Optimization for isZero to reduce processor instructions
Results showed an improvement of ~0.58% of app cpu-cycles that happen
mostly within RenderNodeDrawable::onDraw hits this path every frame during view
drawing traversal. At the assembly code level, the fabsf fuction is
instrinsic and replaced by a single instruction which is the reason this
code is more optimal.
Did further benchmarking with a binary that contained a for loop
iterating on calling this function and the cpu-cycle results obtained are:
Overhead Shared Object Symbol
16.87% /data/local/tmp/edgartest isZeroOld(float)

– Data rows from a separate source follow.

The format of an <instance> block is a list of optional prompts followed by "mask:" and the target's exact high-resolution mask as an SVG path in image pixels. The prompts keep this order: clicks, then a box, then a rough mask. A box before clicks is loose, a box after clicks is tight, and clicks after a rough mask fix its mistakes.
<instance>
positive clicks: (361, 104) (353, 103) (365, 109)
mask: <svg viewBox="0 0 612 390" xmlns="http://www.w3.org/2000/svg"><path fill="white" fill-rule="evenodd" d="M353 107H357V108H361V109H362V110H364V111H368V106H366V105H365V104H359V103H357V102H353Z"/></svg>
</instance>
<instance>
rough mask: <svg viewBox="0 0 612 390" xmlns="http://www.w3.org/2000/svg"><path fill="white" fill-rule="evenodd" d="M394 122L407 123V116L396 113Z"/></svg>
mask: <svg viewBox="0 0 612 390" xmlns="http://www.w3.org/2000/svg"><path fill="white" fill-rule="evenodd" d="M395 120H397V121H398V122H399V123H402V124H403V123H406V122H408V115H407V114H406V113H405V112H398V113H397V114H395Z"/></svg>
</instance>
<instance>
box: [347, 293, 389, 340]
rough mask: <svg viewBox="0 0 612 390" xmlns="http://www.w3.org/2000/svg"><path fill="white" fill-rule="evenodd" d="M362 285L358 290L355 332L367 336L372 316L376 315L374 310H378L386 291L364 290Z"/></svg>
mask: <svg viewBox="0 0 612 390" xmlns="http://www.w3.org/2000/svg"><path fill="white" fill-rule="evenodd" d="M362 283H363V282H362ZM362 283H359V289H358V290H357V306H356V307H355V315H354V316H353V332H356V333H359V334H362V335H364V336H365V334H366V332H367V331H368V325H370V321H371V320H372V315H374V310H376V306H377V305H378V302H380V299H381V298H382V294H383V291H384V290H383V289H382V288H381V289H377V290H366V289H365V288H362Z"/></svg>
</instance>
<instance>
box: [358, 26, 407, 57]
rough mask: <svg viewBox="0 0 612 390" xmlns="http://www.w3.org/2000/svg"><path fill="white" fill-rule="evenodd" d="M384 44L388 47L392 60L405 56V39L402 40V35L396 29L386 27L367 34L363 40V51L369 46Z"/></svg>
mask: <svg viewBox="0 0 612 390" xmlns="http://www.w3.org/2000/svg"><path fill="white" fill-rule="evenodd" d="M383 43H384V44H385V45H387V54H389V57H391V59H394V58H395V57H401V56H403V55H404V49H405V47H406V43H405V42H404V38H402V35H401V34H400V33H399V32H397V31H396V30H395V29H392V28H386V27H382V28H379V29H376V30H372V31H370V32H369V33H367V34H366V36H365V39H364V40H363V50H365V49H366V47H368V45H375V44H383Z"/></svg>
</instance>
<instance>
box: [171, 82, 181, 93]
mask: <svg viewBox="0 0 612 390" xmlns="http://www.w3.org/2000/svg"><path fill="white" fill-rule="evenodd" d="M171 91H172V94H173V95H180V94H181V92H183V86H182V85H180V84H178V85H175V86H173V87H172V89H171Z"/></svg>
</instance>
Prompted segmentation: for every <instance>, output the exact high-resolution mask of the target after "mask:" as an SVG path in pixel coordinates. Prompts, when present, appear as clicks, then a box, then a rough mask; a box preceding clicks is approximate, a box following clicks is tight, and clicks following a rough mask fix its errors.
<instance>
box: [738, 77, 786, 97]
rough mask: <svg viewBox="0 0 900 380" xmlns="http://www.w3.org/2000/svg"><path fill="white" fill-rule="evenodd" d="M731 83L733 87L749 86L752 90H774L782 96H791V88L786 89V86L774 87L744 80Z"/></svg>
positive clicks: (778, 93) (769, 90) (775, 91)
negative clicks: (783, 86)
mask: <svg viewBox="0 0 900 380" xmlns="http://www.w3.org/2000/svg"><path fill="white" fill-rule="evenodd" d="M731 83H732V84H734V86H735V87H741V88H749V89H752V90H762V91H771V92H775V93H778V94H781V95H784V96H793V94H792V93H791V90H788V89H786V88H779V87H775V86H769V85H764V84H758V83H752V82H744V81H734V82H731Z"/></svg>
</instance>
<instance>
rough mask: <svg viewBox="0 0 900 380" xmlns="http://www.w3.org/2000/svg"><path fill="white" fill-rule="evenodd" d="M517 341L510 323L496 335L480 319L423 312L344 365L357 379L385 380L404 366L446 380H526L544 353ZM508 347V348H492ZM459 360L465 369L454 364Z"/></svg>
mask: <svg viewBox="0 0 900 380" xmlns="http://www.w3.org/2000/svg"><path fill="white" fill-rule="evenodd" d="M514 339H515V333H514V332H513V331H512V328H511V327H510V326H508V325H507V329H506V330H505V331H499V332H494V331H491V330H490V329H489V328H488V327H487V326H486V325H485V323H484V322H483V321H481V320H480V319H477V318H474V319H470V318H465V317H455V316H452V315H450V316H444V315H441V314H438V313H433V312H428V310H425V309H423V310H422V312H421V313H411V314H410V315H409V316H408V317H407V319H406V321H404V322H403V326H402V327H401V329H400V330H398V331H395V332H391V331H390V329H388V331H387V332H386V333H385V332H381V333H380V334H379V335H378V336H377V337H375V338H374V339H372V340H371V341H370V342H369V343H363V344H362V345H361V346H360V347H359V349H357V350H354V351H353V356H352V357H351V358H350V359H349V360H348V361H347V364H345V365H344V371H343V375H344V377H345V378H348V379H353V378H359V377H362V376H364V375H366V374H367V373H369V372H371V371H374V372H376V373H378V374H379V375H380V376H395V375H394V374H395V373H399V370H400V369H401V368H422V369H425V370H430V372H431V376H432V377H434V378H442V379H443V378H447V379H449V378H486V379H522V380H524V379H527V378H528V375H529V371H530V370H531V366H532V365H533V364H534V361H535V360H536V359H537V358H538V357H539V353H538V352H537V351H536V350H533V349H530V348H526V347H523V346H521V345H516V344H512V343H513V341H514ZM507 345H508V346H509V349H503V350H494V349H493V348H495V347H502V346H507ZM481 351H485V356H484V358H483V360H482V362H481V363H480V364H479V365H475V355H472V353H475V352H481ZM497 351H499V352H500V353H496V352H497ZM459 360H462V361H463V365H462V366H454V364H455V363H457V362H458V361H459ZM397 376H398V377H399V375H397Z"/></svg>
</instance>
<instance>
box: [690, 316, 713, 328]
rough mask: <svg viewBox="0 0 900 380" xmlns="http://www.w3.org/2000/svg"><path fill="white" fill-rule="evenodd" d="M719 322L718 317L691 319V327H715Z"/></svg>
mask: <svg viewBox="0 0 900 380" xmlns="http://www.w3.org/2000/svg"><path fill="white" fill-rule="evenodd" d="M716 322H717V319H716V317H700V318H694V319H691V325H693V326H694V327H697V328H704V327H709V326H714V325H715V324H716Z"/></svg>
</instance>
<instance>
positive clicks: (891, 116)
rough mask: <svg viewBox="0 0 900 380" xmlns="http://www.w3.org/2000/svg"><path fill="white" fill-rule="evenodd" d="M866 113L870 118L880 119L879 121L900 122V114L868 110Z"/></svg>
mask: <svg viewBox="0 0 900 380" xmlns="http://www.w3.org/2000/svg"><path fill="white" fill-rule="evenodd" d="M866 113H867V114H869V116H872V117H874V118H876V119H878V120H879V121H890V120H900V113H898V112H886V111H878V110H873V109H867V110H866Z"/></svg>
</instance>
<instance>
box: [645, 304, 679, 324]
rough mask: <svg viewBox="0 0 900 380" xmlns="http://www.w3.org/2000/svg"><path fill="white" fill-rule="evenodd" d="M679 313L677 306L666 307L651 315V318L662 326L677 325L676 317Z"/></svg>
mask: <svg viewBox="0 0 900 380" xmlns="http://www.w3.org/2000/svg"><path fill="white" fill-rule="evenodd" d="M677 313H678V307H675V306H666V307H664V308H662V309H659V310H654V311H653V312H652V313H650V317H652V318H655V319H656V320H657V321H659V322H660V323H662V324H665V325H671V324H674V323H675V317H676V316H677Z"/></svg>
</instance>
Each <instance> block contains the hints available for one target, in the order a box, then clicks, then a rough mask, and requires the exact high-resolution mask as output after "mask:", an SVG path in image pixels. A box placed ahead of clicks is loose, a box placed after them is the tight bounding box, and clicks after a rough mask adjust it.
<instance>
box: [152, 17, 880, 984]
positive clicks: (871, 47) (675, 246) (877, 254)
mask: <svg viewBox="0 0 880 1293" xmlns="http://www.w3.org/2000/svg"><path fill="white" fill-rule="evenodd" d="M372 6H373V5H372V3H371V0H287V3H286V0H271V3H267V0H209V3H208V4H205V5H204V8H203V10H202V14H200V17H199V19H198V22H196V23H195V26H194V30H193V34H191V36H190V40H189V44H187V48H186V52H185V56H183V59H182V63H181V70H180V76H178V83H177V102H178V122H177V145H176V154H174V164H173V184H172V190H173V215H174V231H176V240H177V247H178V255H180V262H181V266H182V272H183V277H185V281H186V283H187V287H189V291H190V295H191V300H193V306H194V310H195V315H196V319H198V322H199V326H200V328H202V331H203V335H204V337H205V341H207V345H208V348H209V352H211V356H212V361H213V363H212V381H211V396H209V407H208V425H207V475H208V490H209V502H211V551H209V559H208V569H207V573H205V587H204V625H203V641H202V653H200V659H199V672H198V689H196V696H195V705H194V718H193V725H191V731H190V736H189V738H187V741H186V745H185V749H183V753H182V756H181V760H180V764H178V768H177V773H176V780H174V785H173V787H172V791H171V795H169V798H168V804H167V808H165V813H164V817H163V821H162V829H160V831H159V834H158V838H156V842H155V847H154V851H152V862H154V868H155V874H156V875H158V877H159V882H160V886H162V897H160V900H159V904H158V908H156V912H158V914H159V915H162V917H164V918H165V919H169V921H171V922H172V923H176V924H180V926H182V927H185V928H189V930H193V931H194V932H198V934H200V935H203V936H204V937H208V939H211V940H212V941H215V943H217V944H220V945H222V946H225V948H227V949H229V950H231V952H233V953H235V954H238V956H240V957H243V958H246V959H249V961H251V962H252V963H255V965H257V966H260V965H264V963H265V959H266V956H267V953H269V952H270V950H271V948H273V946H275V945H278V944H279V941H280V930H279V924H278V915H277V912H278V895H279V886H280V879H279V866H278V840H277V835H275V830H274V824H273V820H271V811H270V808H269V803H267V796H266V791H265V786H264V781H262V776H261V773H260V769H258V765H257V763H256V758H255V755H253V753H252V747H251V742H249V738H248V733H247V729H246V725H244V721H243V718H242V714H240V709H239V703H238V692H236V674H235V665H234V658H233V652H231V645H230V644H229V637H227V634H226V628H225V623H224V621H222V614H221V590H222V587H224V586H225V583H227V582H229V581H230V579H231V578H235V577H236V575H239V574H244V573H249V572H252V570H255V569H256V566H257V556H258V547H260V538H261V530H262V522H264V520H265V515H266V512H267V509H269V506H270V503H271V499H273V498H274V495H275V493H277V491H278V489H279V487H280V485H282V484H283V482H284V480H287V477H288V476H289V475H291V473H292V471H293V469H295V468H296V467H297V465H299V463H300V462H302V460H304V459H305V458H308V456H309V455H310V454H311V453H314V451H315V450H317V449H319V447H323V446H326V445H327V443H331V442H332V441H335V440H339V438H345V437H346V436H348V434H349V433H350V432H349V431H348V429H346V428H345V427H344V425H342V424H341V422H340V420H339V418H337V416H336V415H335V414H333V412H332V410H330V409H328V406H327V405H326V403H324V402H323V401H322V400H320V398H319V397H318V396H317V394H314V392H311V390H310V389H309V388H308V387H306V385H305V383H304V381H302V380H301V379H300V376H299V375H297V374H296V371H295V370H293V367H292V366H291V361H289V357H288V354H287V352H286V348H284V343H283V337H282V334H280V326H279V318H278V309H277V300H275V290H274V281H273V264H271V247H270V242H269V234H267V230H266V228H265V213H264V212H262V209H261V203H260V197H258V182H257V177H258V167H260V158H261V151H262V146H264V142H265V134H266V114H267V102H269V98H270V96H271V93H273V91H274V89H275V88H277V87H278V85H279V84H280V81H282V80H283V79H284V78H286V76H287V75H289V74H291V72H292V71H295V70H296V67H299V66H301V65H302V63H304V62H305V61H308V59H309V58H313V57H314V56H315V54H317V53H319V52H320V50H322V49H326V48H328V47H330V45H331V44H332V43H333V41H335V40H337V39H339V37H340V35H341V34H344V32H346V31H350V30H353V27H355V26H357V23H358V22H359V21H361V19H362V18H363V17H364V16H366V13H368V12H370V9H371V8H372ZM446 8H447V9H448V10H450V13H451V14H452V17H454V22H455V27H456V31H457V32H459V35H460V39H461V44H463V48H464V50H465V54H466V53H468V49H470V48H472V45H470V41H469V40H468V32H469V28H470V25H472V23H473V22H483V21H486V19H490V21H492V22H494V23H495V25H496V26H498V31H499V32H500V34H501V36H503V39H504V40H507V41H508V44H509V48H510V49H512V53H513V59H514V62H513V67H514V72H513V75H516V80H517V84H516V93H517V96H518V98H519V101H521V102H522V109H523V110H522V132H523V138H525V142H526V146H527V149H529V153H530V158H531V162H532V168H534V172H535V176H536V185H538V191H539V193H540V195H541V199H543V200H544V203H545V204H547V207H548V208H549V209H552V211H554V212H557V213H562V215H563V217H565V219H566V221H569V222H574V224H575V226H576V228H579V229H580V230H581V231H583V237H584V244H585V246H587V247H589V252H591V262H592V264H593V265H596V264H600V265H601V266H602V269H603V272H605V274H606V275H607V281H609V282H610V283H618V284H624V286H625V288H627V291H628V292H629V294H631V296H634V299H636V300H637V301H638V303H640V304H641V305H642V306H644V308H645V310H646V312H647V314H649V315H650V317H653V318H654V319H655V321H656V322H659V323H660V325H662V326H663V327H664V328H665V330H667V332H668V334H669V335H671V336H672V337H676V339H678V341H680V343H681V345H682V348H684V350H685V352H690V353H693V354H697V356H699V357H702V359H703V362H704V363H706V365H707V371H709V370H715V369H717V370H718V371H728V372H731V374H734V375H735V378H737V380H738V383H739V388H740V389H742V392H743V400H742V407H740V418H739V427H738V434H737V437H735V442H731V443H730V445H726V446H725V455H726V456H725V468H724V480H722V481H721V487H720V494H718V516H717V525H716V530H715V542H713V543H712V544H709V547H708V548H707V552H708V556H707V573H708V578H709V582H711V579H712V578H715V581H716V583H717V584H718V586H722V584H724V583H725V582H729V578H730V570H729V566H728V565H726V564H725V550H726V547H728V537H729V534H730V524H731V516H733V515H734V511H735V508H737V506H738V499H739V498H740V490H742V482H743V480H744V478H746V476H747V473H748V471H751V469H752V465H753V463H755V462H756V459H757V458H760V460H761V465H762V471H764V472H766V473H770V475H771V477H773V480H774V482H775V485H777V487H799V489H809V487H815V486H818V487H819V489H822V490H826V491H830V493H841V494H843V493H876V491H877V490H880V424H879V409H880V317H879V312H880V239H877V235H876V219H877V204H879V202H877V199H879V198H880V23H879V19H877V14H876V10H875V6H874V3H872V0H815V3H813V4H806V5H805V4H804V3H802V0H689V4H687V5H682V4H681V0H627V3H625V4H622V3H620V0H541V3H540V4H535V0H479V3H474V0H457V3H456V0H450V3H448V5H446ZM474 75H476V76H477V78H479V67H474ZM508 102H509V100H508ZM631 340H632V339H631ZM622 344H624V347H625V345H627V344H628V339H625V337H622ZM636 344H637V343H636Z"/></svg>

9.66% /data/local/tmp/edgartest isZeroNew(float)
where isZeroNew is the proposed function, and we can see it is ~40% faster
than the old method.
Test: Ran hwuimacro benchmarks and also did some benchmarking with my
own binary
Change-Id: I68b7db1bf501a3faa669ad5b7d3807ad9cb8798e
diff --git a/libs/hwui/utils/MathUtils.h b/libs/hwui/utils/MathUtils.h
index cc8d83f..62bf39c 100644
--- a/libs/hwui/utils/MathUtils.h
+++ b/libs/hwui/utils/MathUtils.h
@@ -31,7 +31,9 @@
* Check for floats that are close enough to zero.
*/
inline static bool isZero(float value) {
- return (value >= -NON_ZERO_EPSILON) && (value <= NON_ZERO_EPSILON);
+ // Using fabsf is more performant as ARM computes
+ // fabsf in a single instruction.
+ return fabsf(value) <= NON_ZERO_EPSILON;
}
inline static bool isOne(float value) {